A proposal scheduled to be considered at 10 a.m. Tuesday by a subcommittee of the U.S. House of Representatives Energy and Commerce Committee would help states wiggle out of participating in the Clean Power Plan. The measure would allow for judicial review of any final rule before states would have to comply, and it would give them a way to opt out altogether. The measure’s sponsor, Rep. Ed Whitfield (R-Ky.), claims this would protect households and businesses from higher electricity rates. Funny, because that’s exactly what the Clean Power Plan would do. At least we all have the same goal.
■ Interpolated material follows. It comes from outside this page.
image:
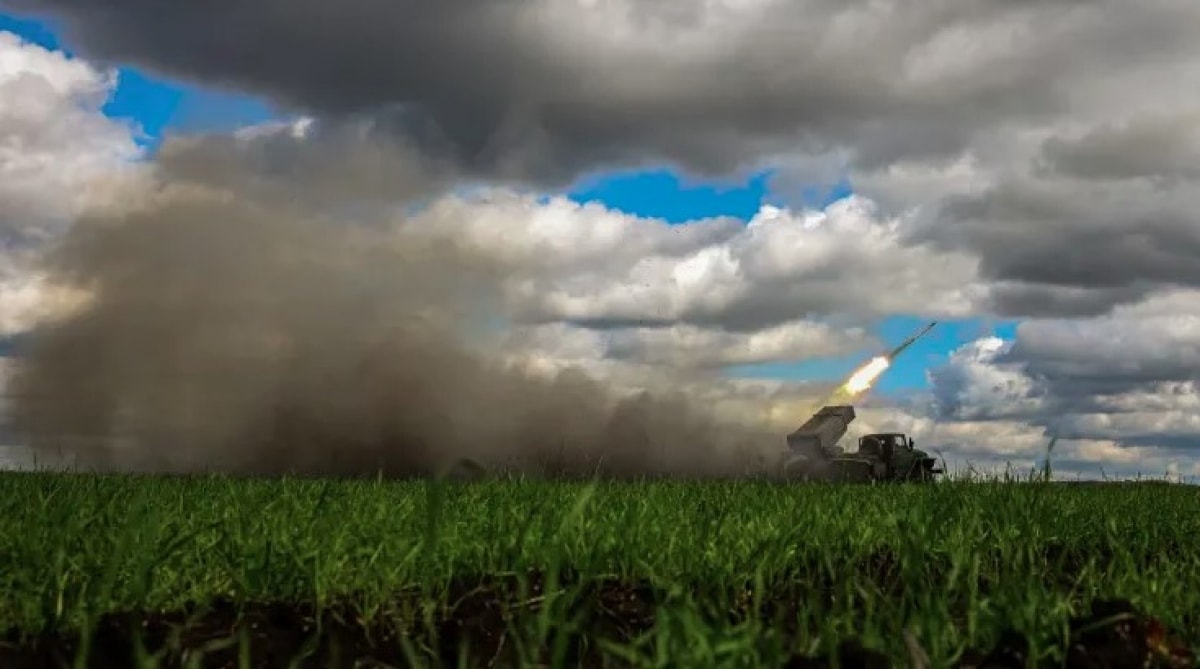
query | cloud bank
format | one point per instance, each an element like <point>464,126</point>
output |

• We expect a Fast Track trade authority bill to be introduced next week. This would revive a controversial Nixon-era mechanism that enables presidents to sign and enter into trade agreements before Congress approves their contents and then railroad the deals through Congress with limited debate and no amendments. The Obama administration wants to use Fast Track to push the Trans-Pacific Partnership (TPP) through Congress. Without Fast Track, the 12-nation pact spanning four continents doesn’t have much of a chance of passage. Which is a good thing, if you know about all the dangerous non-trade rollbacks of basic consumer, environment and health safeguards that are in it. Fast Track would enable the administration to expand the same broken trade model that has led us to a $912 trade deficit, the loss of millions of manufacturing jobs and corporate attacks on public interest policies regarding food safety, environmental laws, Internet freedom, affordable medicines, financial stability and more.
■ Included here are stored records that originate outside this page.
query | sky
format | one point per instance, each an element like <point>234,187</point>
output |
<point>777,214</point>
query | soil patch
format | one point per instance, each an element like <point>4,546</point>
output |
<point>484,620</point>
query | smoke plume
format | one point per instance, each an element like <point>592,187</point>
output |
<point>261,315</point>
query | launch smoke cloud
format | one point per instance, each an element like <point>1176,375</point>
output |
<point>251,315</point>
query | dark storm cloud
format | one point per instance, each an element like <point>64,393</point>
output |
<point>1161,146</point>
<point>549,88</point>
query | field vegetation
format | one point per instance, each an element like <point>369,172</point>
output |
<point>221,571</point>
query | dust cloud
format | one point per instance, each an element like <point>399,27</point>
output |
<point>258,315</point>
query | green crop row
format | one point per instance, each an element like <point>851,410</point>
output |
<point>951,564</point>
• The House plans to vote next week on repealing the estate tax (H.R. 1105). This would give a significant tax cut to the wealthiest Americans, put a hole in the deficit and slash revenue needed to protect critical programs and make new investments for a more productive economy. The estate tax exists to provide a meaningful check on the growing concentration of wealth, while generating revenue from those most able to pay and encouraging charitable giving. Repealing it would exacerbate the disparity between rich and poor. The vote, of course, is scheduled for April 15, tax day.
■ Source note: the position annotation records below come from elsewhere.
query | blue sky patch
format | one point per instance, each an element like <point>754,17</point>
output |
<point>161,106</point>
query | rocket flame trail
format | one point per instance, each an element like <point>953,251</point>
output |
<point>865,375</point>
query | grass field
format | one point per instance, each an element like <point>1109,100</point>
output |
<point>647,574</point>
• Rumor has it that House lawmakers next week will consider the REINS Act, a bill that would severely hamstring the entire regulatory system by requiring all new economically significant regulations – in other words, the big-ticket public protections that provide the most health, safety, environmental and economic benefits – to be approved by both chambers of Congress before taking effect. It was introduced in January and referred to several committees.

• As soon as Tuesday, the House will take up eight bills that recently cleared the House Financial Services Committee. None of the bills advance consumer interests; all generally favor business:

o H.R. 650 would boost fees for mobile home buyers, thereby making homeownership more costly for those who can least afford it. The measure would strip away protections already created by Congress and implemented by the Consumer Financial Protection Bureau (CFPB).

o H.R. 685 would reintroduce some of the high fees that borrowers faced in the lead-up to the mortgage crisis, fees that the new mortgage rules were designed to prevent.

o H.R. 1195 would add needless regulatory layers to the CFPB’s processes relating to small businesses.

o H.R. 1259 would enable people and businesses in rural areas to circumvent certain mortgage provisions put in place by the CFPB. The bill is unnecessary because the CFPB already has in place special considerations for rural and underserved small lenders.

o H.R. 1265 would constrain the CFPB’s ability to engage advisory committees in its process of developing policies and engaging in oversight.

o H.R. 1408 would weaken new rules that strengthen controls on bank borrowing.

o H.R. 1529 would allow larger institutions to make high-priced loans, with no escrow protections, to borrowers.

o H.R. 601 would eliminate disclosures that help consumers understand how their information is used without their consent.